Sebuah laporan mengenai Piala Dunia yang baru berakhir beberapa hari yang lalu misalnya, tidak mungkin bisa dilaporkan tanpa kemampuan sang wartawan untuk menuliskan laporannya. Sementara itu, jika kita mencari informasi mengenai tasawuf di dunia maya, beragam informasi akan ditampilkan oleh internet. Dari yang mendukung hingga yang membenci bahkan mengharamkan.
Kiranya kemampuan menulis ini memang perlu diasah, meskipun rata-rata penduduk Indonesia yang sempat mengenyam pendidikan formal pernah melakukannya. Tetapi hampir dipastikan sedikit sekali yang memiliki keberanian untuk mempublikasikannya di media-media publik.
Para narasumber dalam pelatihan kali ini semuanya sepakat, untuk menumbuhkan kemampuan menulis, harus dilatih. Pak Thobieb bercerita, ia awali kegiatan menulisnya sejak duduk di bangku kuliah. Kala itu, Pak Thobieb yang berstatus mahasiswa Fakultas Syariah IAIN Jakarta (UIN Jakarta sekarang) mengawalinya dengan banyak menulis untuk majalah dinding di kampusnya. Kemudian ia memberanikan diri untuk mengirimkan artikel-artikelnya ke salah satu surat kabar harian nasional. Artikelnya tidak langsung dimuat oleh surat kabar tersebut, perlu puluhan kali pengiriman artikel yang berbeda hingga dimuat di kolom opini. Karena itu ia sering mendapat ‘surat cinta’ (begitu rekan-rekan mahasiswanya sering menyebut) dari redaksi surat kabar tersebut saking seringnya artikelnya ditolak dimuat.
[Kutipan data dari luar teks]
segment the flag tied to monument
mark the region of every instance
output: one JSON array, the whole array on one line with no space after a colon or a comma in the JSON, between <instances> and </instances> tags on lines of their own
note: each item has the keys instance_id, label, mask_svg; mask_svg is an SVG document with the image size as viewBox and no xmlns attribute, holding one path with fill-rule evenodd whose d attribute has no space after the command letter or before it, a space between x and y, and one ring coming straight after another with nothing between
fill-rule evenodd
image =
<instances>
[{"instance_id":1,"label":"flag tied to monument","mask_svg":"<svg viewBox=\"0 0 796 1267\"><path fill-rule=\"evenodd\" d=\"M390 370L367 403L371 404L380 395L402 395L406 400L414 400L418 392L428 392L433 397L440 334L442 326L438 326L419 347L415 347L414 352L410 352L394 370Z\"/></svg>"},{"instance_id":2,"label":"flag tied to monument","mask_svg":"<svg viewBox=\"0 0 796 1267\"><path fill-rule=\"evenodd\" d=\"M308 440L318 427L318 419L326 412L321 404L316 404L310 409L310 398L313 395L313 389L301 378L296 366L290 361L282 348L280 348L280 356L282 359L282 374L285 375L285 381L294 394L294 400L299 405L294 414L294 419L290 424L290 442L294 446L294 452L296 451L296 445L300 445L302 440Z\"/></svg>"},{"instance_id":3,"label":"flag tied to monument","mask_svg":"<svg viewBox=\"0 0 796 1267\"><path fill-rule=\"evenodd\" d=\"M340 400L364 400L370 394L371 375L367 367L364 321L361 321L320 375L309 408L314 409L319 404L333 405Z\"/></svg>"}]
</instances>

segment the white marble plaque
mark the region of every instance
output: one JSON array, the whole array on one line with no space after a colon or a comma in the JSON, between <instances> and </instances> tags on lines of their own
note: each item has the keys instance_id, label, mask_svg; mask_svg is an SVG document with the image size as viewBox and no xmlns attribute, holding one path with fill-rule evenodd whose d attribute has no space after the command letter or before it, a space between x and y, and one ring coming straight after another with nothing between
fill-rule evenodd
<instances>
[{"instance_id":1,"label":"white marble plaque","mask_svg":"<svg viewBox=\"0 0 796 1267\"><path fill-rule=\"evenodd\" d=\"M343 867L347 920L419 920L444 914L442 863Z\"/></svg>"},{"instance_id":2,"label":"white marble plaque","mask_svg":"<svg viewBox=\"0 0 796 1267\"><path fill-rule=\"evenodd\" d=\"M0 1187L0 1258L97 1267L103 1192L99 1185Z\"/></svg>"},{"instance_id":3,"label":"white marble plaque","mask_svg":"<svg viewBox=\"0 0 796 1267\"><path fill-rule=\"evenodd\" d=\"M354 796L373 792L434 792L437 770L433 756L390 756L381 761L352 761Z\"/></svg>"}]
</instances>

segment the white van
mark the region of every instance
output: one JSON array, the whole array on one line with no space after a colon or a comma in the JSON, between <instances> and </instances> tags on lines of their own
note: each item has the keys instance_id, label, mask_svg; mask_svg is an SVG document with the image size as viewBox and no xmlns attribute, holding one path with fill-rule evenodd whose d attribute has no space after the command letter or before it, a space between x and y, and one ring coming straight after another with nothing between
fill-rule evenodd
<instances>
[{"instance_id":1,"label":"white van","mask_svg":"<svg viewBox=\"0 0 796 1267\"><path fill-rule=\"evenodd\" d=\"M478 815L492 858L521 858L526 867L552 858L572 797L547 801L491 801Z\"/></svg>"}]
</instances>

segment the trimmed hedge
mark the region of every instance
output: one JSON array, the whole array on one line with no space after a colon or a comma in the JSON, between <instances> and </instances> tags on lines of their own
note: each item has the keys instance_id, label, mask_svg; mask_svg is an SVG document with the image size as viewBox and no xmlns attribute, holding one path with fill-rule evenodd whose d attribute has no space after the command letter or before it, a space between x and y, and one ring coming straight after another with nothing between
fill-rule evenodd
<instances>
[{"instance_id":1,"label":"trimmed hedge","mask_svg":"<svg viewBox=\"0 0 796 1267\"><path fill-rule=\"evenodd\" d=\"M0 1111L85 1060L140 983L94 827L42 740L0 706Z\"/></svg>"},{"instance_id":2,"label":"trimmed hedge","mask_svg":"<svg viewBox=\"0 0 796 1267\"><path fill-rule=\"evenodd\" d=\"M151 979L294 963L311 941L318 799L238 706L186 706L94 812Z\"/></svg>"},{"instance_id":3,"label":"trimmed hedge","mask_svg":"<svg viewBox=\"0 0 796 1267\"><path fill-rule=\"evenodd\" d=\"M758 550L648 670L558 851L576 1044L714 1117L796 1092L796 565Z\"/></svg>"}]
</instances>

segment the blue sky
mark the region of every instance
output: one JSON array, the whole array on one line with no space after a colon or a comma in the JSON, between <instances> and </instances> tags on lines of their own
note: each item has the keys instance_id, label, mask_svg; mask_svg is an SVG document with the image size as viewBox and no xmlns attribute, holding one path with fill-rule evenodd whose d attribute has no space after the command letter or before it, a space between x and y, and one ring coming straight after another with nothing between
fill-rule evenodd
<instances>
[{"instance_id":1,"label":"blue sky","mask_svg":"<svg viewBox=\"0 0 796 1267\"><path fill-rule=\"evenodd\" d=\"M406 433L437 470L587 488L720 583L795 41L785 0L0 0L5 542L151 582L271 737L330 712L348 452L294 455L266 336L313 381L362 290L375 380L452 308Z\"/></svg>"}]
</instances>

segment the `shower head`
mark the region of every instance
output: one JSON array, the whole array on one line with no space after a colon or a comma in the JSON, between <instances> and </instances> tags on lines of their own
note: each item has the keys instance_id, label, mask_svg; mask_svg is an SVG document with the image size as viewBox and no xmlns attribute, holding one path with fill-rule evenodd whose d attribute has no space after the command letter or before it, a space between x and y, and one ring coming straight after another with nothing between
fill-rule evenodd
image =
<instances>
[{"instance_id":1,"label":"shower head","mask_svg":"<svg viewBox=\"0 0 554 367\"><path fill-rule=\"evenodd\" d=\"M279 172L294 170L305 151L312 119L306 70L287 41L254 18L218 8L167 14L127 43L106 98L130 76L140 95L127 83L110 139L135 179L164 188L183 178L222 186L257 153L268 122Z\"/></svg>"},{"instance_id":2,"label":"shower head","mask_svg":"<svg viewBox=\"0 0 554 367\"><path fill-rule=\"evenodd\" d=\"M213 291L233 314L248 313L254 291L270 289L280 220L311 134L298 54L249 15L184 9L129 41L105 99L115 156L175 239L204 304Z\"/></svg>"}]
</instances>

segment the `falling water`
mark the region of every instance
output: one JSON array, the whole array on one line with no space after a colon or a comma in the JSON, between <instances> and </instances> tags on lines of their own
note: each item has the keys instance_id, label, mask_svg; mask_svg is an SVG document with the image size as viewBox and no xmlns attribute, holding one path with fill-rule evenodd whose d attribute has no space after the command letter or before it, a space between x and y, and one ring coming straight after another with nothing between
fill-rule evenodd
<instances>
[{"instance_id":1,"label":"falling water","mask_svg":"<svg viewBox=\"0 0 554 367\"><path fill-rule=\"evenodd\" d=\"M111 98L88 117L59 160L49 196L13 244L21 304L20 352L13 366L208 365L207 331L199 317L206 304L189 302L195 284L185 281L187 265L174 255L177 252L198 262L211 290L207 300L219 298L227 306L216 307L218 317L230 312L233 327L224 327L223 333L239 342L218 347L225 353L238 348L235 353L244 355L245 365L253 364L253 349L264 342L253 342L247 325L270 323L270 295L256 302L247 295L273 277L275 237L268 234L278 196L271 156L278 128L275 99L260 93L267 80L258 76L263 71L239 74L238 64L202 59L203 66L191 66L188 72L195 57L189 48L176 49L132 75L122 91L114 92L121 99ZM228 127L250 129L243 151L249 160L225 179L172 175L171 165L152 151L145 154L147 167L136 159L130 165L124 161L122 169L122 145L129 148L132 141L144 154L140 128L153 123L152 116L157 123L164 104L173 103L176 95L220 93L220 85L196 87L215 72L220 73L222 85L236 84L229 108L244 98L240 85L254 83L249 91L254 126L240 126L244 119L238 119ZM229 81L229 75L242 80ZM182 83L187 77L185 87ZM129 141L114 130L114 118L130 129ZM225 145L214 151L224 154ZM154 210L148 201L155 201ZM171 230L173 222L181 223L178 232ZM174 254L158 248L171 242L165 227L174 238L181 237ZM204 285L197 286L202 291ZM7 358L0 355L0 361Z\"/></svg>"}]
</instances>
Namun akhirnya, penolakan demi penolakan itu menumbuhkan semangatnya untuk menulis lebih kreatif lagi. Sampai pada masanya ia mampu menulis berbagai tulisan dan tulisan-tulisannya pun dibukukan. Dari jari-jarinya yang gemar menari di atas computer, ia mampu menulis berbagai judul buku, diantaranya : “Bahaya Makanan Haram” (Al-Mawardi, Jakarta, 2002), “Fikih Gaul” (Syamil, Bandung, 2004), “Sufi Funky” (GIP, Jakarta, 2002), “Menuju Era Wakaf Produktif” (Mumtaz Publishing, Depok, 2007), dan lain-lain.
Mas Jaylani Ali Muhammad, punya cerita lain. Wartawan yang bermahkotakan rambut ikal panjang mirip mas “JAY” yang koreografer terkenal itu, memiliki kemampuan berbahasa baku yang hebat. Karena itu mas Jay dipercaya bertugas di bagian editor di kantornya. Mas Jay mengajak peserta untuk menyikapi sebuah paragaraf dalam salah satu contoh tulisan. Dalam tulisan itu tersurat beberapa kalimat yang tidak sesuai logika, bertentangan dengan historis dan tidak faktual.
Menurut Mas Jay, kesesuaian sebuah tulisan dengan logika, historis dan fakta yang ada di masyarakat sangat penting, apalagi jika tulisan tersebut bersifat non-fiksi. Karena itu untuk bisa membuat sebuah tulisan non-fiksi yang sesuai dengan tiga hal diatas, perlu banyak gizi pendukung. Gizi pendukungnya adalah banyak membaca!
Pada sesi latihan menulis, Pak Thobieb, mengajak seluruh peserta untuk menulis sebuah karya non-fiksi yang temanya diambil dari dua buah gambar yang ditampilkan pada screen projector. Dalam waktu lima belas menit, para peserta sudah banyak yang mampu menulis sesuai tema yang ditugaskan dan beberapa diantara mereka mendapatkan reward dari Pak Thobieb karena judul dan konten tulisan mereka yang unik.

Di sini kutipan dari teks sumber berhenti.